— File Photo by Online

ISLAMABAD: A National Accountability Bureau team which had gone to Abu Dhabi to get custody of Tauqeer Sadiq, former chief of the Oil and Gas Regulatory Authority, returned home empty-handed after the United Arab Emirates government refused to hand over the man accused of being involved in a Rs82 billion scam.

“We have been asked to go for extradition process despite the fact that Pakistan and Abu Dhabi have no such treaty,” a senior NAB official told Dawn on Wednesday.

The official said that National Accountability Bureau investigators had returned and only an official of the Federal Investigation Agency, who deals with Interpol, stayed back in Abu Dhabi to pursue the case.

Tauqeer Sadiq was arrested by Abu Dhabi police on Jan 28 on Interpol’s intervention.

On Nov 25 last year, the Supreme Court had declared the appointment of Tauqir Sadiq as Ogra chairman illegal and ordered NAB to investigate cases of corruption against him and submit its findings within 45 days.

When contacted, NAB spokesman Zafar Iqbal claimed that the UAE government had not refused to hand over Sadiq but asked for completion of legal formalities.

“The NAB team was in the UAE not to take custody of the accused but to complete legal formalities required to issue arrest warrants by UAE courts and the same was done amicably,” he said.

When it was pointed out that there was no extradition treaty between Pakistan and the UAE, he said that the National Accountability Bureau was trying to get the fugitive deported from the UAE. This, he added, could be done through Interpol “as was done in the BoP case where Shaikh Afzal and his son were deported from Malaysia although we did not have any extradition treaty with that country”.

Being one of the stakeholders, he said, the Federal Investigation Agency (FIA) was looking after matters relating to Interpol and was pleading for his extradition.

The spokesman said that NAB was of the opinion that deportation would be a suitable option because the accused had lost his legal right to stay in the UAE and his passport had been cancelled.

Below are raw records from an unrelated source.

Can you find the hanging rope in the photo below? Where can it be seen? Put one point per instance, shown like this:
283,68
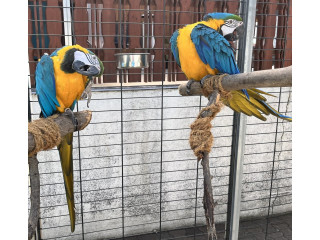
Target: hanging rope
201,138
46,134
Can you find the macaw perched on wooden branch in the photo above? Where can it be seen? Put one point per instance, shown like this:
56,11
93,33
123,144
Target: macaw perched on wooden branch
61,78
203,49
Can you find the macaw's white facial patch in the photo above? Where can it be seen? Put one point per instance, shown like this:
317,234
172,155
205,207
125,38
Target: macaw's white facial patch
229,26
226,30
87,59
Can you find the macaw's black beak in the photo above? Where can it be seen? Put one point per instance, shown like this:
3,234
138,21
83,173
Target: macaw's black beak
82,68
239,31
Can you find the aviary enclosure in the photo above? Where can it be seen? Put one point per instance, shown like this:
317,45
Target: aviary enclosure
135,174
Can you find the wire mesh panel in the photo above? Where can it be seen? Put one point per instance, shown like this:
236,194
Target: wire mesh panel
134,172
267,186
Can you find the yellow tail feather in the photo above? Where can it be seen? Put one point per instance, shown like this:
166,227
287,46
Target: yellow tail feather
65,151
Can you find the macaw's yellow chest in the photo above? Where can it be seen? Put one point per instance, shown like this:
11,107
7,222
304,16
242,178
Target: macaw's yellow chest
69,87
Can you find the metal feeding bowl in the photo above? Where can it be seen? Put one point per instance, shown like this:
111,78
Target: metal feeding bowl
132,60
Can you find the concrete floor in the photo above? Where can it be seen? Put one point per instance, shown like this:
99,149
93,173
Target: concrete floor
279,228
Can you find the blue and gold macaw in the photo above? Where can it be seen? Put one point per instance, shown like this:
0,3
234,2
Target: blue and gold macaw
203,49
60,80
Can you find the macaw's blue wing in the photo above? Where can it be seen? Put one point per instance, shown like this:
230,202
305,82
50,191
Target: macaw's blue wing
174,46
214,49
46,86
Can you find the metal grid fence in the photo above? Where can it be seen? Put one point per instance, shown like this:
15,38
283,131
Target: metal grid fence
134,172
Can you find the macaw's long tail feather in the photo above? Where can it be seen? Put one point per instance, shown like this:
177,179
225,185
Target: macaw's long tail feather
255,105
65,151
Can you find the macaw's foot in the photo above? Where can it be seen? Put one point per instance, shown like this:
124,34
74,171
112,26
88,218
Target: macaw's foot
202,81
73,118
189,83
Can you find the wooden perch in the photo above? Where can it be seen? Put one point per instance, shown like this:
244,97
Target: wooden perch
63,124
281,77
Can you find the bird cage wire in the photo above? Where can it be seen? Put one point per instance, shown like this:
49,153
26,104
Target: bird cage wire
134,172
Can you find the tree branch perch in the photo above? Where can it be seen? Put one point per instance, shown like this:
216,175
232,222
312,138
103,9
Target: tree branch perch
281,77
65,125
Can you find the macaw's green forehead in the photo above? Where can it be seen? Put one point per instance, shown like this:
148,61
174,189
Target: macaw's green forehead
223,16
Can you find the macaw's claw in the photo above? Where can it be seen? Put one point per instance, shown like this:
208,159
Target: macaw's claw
202,81
189,83
73,118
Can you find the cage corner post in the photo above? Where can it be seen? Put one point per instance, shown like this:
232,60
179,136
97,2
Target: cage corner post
248,12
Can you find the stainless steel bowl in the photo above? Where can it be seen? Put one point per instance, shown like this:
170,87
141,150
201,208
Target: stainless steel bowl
132,60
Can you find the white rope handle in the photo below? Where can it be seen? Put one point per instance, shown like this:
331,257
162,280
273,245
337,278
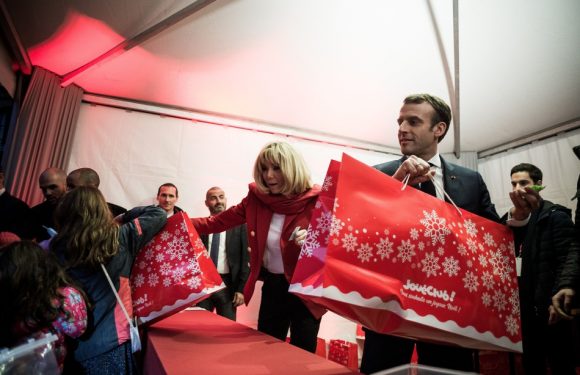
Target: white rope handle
117,295
438,187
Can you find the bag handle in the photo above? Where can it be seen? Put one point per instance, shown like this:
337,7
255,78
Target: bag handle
135,339
437,185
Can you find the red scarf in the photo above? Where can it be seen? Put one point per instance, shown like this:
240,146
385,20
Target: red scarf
284,205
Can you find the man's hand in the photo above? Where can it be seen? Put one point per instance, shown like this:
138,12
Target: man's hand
418,169
300,236
525,201
562,304
238,299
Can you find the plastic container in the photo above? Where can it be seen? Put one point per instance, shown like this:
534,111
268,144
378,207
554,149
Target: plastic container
34,357
414,369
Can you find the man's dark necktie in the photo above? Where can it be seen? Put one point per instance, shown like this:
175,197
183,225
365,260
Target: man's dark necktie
428,187
215,248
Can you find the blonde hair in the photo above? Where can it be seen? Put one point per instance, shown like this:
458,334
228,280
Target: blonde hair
292,165
86,229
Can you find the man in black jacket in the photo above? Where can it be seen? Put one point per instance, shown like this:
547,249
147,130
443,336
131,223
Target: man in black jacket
423,122
230,256
90,177
547,260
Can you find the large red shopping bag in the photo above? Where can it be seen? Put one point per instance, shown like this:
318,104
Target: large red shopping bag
405,263
172,272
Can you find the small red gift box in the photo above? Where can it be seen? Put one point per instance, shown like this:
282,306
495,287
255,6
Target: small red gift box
173,271
343,352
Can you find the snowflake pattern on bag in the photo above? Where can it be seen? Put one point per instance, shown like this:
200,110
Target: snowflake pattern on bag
438,247
171,266
172,271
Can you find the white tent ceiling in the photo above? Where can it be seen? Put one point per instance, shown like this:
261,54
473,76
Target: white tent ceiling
331,66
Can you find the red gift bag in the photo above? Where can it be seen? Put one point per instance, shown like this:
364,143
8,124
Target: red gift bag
173,271
405,263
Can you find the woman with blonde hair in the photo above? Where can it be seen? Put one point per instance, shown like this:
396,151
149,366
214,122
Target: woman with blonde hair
88,237
280,201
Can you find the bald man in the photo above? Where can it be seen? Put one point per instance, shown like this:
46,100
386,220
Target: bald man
90,177
52,182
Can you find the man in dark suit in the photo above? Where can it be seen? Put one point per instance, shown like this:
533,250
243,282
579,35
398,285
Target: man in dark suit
90,177
15,215
167,197
230,254
52,182
423,122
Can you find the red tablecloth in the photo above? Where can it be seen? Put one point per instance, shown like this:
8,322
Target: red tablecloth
204,343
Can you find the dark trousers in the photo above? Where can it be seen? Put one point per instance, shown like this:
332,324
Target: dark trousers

He added that NAB was in the process of providing required documents to law-enforcement agencies in the UAE as well as to Interpol.

The Supreme Court, which is trying the Ogra case, has asked the authorities concerned to explain how Tauqeer Sadiq managed to go abroad when his name had been placed on the Exit Control List and in the presence of close-circuit cameras at airports.